The next day, she and her dad take a walk in the woods. In Vermont, no matter in which direction you go, you end up in the woods, so they go straight out their own backyard. The snow is crunchy and manageable. Mirabelle wears her mom’s parka, which makes her look like someone has inflated her. Dad is all man in a furry vest and plaid shirt and lambskin jacket. After the “how’s Mom” discussion in which little is said and nothing is answered, Mirabelle produces from her pocket the photographs, and hands them to him.

“I found these last night. Remember these?” She laughs as she presents them, to indicate their harmlessness.

After reaching clumsily for his glasses, which are inconveniently stashed under layers of insulation, Dan looks at the photos.

“Uh-huh.” This is not the response Mirabelle is looking for. She had hoped for a smile or chuckle or flicker of some memory of pleasure.

“We were giggly,” probes Mirabelle.

“Yeah, it looks like we are having a lot of fun.”

He hands the photos back to her. She cringes at his disconnection from the events in the pictures.

Mirabelle suddenly knows why the photos have such a powerful effect on her. She wants to be there again. She wants to be in the photographs, before Easter, before the shift in his personality. She wants to be hoisted onto her dad’s shoulders the way she was as a child; she wants to trust him and be trusted by him, enough that he would share his secrets with her.

“These were taken right when you came back from Vietnam, weren’t they?”

Mirabelle has tried to open this door before. Today his response is the same as always.

“Not sure. Yeah, I guess.”

The air bites them as Mirabelle and her father continue to walk. Then, coming to a clearing in the snowy forest, they grind to an uncomfortable halt. Mirabelle pushes a hand deeper in her pocket and fingers the card given to her by Carter Dobbs. The distance from the house gives her courage and she thinks now is the time. “There’s a man trying to reach you,” says Mirabelle. “He says he knows you.”

She offers him the card. Taking it, he pauses in the chilling snow and looks at it, saying nothing.

“Do you know him?” Mirabelle asks.

He hands the card back to her. “I know him.” And the conversation is over. But she had noticed something. When he was holding the card, he took his thumb and traced it over the name, and when he did so, he was powerfully distant from where he is now, in this snow with his daughter, in the woods in his backyard, in Vermont.
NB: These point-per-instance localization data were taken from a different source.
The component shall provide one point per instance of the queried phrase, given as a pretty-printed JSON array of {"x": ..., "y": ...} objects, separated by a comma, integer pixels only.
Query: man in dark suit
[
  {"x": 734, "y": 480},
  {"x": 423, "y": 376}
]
Her mother leaves the house to go babysit for her three-year-old grandchild. Mirabelle goes to her room after watching several hours of television with her now monosyllabic dad. The house is quiet, and she angles the shade on her bedside lamp and browses some of the books of her youth: Little Women, Jo’s Boys, Little Men, Jane Eyre, The Little Princess, Secret Garden, The Happy Hollisters. Nancy Drew. Agatha Christie. Judy Blume: Are You There God? It’s Me, Margaret. Deenie. Starring Sally J. Freedman as Herself. But something catches her ear. Something…the sound of a cat? Or an injured animal in the far distance. But her mind keeps recalculating the data, inching the source of the sound closer than the outdoors. This wail, these moans, are coming from inside the house. Wearing her bunny slippers – a gift last Christmas from an aunt who underestimated Mirabelle’s age by fifteen years – she opens the door to her room and steps out into the hall. She does not need to walk far to know that the sounds, which she has now identified as sobbing, are coming from her father, who is behind the closed door of his bedroom. She stands frozen like a deer with bunny feet, then guides the slippers backward into her room, noiselessly. She shuts her door without making a sound, as she had done one night twenty-one years ago after hearing the same cries coming from the same room.